Interviewed at the KPMG Women's Leadership Summit at the Olympia Fields Country Club outside Chicago, Rice noted Trump's warning earlier this year to Syrian President Bashar al-Assad on using chemical weapons against his own citizens.
"I believe every president of the United States stands for our values," Rice said. "You heard President Trump say, for instance, after the Syrian chemical attack, we can't let that stand.
"What he was saying was the president of the United States can't let that stand," she added.
Rice said that she believed that Trump would develop alliances with democratic nations around the world.
"We're going to see a president who understands the value of alliances, the value of the democratic alliances – and democracies are amazing," she said.
"They don't attack their neighbors. They don't trade in soldiers. They don't trade in human trafficking in the sex trade.
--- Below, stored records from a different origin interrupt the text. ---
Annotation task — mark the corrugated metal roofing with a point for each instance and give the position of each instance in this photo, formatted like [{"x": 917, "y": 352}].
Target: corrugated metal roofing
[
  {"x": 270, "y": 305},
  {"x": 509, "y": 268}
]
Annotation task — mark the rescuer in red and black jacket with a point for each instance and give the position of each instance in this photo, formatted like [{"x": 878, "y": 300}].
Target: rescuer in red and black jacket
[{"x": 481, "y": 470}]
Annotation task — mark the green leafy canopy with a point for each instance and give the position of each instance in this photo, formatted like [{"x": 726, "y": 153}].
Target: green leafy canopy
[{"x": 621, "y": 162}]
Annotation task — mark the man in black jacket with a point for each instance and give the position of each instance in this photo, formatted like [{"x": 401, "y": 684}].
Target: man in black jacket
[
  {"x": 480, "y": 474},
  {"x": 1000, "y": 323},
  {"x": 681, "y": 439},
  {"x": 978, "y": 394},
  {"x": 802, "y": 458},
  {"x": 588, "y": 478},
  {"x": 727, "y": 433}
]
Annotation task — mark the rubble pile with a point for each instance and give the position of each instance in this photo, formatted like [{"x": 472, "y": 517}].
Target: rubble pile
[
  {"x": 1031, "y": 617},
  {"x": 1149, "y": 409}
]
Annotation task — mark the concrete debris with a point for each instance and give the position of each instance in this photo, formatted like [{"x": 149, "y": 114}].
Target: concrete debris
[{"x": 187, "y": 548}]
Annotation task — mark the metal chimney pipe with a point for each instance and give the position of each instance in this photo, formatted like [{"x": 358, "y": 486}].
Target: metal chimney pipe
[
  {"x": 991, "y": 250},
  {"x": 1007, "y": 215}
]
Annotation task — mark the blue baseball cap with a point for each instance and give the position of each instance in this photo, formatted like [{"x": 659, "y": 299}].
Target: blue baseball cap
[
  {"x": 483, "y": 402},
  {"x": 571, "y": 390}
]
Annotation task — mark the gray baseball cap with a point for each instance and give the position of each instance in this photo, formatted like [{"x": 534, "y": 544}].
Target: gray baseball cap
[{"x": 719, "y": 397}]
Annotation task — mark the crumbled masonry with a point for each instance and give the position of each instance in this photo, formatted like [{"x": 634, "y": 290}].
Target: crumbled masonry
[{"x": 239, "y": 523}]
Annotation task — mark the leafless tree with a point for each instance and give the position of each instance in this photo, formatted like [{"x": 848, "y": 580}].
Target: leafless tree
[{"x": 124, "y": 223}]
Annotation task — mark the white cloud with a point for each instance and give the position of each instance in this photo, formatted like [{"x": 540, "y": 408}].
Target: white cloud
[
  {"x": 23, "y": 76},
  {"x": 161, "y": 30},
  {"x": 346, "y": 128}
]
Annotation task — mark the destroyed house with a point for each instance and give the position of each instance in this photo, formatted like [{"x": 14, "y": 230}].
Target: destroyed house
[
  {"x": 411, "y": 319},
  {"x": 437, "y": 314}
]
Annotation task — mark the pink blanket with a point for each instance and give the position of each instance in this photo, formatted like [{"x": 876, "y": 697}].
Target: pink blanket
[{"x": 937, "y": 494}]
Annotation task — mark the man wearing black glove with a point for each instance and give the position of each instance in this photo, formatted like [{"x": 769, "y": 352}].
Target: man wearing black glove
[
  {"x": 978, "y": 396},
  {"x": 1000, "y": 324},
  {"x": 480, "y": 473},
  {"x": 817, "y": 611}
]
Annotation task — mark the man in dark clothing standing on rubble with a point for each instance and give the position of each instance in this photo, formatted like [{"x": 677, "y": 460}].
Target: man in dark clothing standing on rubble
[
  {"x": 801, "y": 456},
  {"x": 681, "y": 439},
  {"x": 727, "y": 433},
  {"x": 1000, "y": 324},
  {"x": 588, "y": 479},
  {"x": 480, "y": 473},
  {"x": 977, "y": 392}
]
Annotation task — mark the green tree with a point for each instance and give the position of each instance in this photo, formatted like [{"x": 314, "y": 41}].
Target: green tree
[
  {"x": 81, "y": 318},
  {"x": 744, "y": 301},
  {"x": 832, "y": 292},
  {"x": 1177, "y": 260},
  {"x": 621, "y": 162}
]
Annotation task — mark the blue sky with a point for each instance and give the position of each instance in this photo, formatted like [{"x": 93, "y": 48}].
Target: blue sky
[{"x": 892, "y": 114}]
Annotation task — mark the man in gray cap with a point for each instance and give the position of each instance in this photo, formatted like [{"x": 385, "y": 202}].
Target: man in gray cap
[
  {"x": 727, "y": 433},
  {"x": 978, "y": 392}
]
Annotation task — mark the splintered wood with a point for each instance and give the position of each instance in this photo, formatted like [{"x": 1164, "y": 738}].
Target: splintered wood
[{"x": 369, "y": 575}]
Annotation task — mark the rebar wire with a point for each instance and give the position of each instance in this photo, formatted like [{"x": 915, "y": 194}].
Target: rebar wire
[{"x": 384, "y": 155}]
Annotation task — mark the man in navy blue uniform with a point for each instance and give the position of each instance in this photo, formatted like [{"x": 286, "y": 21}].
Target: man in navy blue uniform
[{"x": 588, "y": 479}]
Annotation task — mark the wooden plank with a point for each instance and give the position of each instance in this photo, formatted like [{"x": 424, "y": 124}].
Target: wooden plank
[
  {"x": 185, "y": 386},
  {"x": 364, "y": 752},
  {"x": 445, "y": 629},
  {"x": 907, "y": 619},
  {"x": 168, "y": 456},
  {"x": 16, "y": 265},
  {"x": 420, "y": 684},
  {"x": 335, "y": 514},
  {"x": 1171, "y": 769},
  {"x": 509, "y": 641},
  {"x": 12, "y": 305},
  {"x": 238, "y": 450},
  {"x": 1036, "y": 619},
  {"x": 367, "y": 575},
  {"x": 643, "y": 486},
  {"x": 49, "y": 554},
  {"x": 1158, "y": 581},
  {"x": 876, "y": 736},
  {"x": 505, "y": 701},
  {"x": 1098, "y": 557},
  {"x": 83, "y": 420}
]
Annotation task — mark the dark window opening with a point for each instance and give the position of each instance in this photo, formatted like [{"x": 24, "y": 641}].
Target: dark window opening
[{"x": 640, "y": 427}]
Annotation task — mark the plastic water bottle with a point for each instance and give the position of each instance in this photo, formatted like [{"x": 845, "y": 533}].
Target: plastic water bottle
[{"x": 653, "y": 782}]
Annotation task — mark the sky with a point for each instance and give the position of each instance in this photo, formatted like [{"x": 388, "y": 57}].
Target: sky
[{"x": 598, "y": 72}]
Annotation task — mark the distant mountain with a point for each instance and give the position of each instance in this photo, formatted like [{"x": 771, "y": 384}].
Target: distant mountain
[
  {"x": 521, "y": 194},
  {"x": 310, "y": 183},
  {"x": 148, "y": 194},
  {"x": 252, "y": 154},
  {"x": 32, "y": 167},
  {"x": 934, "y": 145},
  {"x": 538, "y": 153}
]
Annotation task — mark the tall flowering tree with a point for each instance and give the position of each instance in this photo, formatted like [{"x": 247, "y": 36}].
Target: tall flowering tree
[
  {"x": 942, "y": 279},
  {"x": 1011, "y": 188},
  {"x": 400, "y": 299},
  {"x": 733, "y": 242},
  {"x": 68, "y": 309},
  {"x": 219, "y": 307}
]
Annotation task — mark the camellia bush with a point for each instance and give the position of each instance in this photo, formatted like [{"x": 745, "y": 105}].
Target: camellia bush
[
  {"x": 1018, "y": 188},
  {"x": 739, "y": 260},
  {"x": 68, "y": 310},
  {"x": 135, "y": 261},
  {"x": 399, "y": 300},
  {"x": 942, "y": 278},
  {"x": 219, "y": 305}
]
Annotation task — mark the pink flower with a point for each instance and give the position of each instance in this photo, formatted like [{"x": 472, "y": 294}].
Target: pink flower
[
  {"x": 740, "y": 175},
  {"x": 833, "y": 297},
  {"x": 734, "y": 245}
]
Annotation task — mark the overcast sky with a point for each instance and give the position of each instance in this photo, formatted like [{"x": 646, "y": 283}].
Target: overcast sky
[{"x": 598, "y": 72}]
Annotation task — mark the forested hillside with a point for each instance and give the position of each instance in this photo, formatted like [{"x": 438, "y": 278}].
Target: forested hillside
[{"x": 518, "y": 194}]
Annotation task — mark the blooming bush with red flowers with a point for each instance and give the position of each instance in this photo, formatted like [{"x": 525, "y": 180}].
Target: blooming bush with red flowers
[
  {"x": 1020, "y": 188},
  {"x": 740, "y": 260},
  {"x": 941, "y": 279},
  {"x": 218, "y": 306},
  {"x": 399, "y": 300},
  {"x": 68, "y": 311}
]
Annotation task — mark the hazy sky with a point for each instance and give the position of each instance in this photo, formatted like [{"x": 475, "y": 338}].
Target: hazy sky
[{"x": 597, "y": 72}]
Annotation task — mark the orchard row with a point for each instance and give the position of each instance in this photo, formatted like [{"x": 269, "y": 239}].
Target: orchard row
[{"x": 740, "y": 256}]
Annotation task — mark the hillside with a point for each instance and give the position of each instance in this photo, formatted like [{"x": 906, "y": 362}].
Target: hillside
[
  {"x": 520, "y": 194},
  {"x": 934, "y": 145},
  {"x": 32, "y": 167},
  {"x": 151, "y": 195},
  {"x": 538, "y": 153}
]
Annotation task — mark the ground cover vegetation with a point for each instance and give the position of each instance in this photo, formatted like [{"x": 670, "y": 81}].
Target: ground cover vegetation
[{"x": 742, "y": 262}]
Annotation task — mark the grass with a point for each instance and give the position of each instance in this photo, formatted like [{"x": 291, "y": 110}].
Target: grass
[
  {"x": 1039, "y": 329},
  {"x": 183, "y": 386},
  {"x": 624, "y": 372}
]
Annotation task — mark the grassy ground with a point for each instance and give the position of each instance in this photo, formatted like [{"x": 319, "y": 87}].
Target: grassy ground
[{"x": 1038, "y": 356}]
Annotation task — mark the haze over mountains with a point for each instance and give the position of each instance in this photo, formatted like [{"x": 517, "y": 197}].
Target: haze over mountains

They don't harbor terrorists.
"I think we'll see that people understand that democracy is not just a moral cause, it's a necessity in our world," she said.
On Russia and the presidential election, Rice told Bosa that Moscow should be viewed as a "hostile power."
"Any interference in our election has to be investigated — and not just investigated to see what happened, but to see how it doesn't happen again," she said.
Rice was confident that special counsel Robert Mueller will fully investigate any Kremlin meddling, but that "in the meantime, we need to go about the business of governing because that's really what the American people want."
Regarding North Korea, she said that Pyongyang's nuclear program must be stopped.
"While Kim Jong Il was a dictator, and someone that we couldn't ultimately do a deal with" in the Bush White House, "we have to worry that Kim Jong Un might be even more reckless than his father was."
Kim Jong Un became North Korea's leader after his father died in 2011.
"I do have regrets that we weren't able to stop" Pyongyang's nuclear efforts "more forcefully," Rice told Bosa.